Mike Goodrich and I have both been teaching linear probing, he in his undergraduate algorithms class and I in my graduate data structures class. Comparing notes, we think we have a way of analyzing it that is considerably simpler than ways I've seen it analyzed before (e.g. Mihai Pătrașcu's nice invited talk at WADS 2011) and that avoids using Chernoff bounds (a very useful tool, and the way I did it in my lecture, but too advanced for this early in Mike's class).

We assume we have \( n \) items placed into a hash table of size \( N = 2n \), for a load factor of \( 1/2 \). The time to perform an operation, say a query or an insertion, can be charged to the run of consecutive nonempty table positions that the operation lands in, and with this charging scheme the total time charged to a run is proportional to the square its length. So, if \( p_k \) denotes the probability that a particular contiguous sequence of \( k \) table positions is a maximal run of nonempty positions, the total time is

\[ \frac{1}{2n}\sum_{i=1}^{2n}\sum_{k=1}^{n} p_k O(k^2). \]

The initial \( 1/2n \) (averaging over the possible places that the operation could begin its probe sequence) and the first sum from \( 1 \) to \( 2n \) (summing over the possible places that a run could start) cancel each other, leaving only the second sum. As long as we can show that \( p_k \) is exponentially small in \( k \), this sum will converge to \( O(1) \), even if we replace the upper bound \( n \) of the second summation by infinity.

The probability \( p_k \) is at most the probability that exactly \( k \) items land within the given interval, which is exactly

\[ \binom{n}{k}\left(\frac{k}{2n}\right)^k \left(1-\frac{k}{2n}\right)^{n-k}. \]

Using Stirling's approximation to replace the binomial coefficient, and ignoring the square root terms from Stirling's approximation (which anyway always lead to a factor less than one), this becomes

\[ \frac{n^n}{(n-k)^{n-k}k^k}\left(\frac{k}{2n}\right)^k\left(1-\frac{k}{2n}\right)^{n-k}=2^{-k}\left(1+\frac{k/2}{n-k}\right)^{n-k}\le\left(\frac{\sqrt e}{2}\right)^k. \]

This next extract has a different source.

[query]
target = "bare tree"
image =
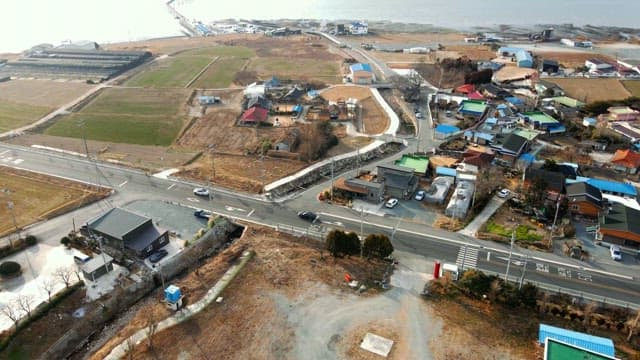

And we're done! We have a probability that is exponentially shrinking as a function of \( k \), just as we need. The magic simplification in the middle of this last equation is just splitting the \( n^n \) term into two terms with exponents \( n-k \) and \( k \), and then grouping terms with the same exponent together with each other.


snoeyink: nitpick
If you are going to assume that \( k \) is maximal, then do you need to include gaps on each end in bounding "The probability \( p_k \) is at most...?" If you don't on the top end, it seems you'd have to worry about other elements probing in.
11011110: Re: nitpick
I think that can be swept under the "at most" in the sentence "The probability \( p_k \) is at most..."
Nice. That's really one from the book.
ext_924205: You don't need the Stirling approximation

Just use \[ \binom{n}{k}\le \frac{n^n}{k^k\cdot(n-k)^{n-k}} \] To see this, look at \[ \sum_{i=0}^n \binom{n}{i} k^i (n-k)^(n-i) = (k + (n-k))^n = n^n \] So the term with \( i = k \) must be\( {}\le n^n \)

I'm planning to show this analysis of linear probing my sophomore data structures course, and I didn't want to introduce the Stirling formula...

11011110: Re: You don't need the Stirling approximation
Thanks! So you did find a good argument for this bound. I saw your tweet about it yesterday...
md_tui: all constant load factors < 1 work

Neat argument.

It has an easy generalizion to all fixed load factors \( \alpha \lt 1 \), in place of 0.5.


If the table size is \( m \) and the set size is \( n \), and \( n=\alpha\cdot m \), one can do the same calculation and gets \( p_k \lt (\alpha\cdot\exp(1-\alpha))^k \).

Now \( \alpha\cdot\exp(1-\alpha)\lt 1 \) for \( \alpha\lt 1 \) (just plug in \( \alpha=1 \) to get \( 1 \), and differentiate to see the function is increasing).

Conclusion: Linear probing has constant expected time for each load factor \( \alpha \lt 1 \).

11011110: Re: all constant load factors < 1 work
Sure, but I thought it would help keep the argument simpler for pedagogical reasons to use a fixed \( \alpha \). Also, for \( \alpha \) close to one, linear probing degenerates more badly than double probing, but to me that's less of an argument to use a different algorithm and more of an argument for keeping \( \alpha \) well away from one.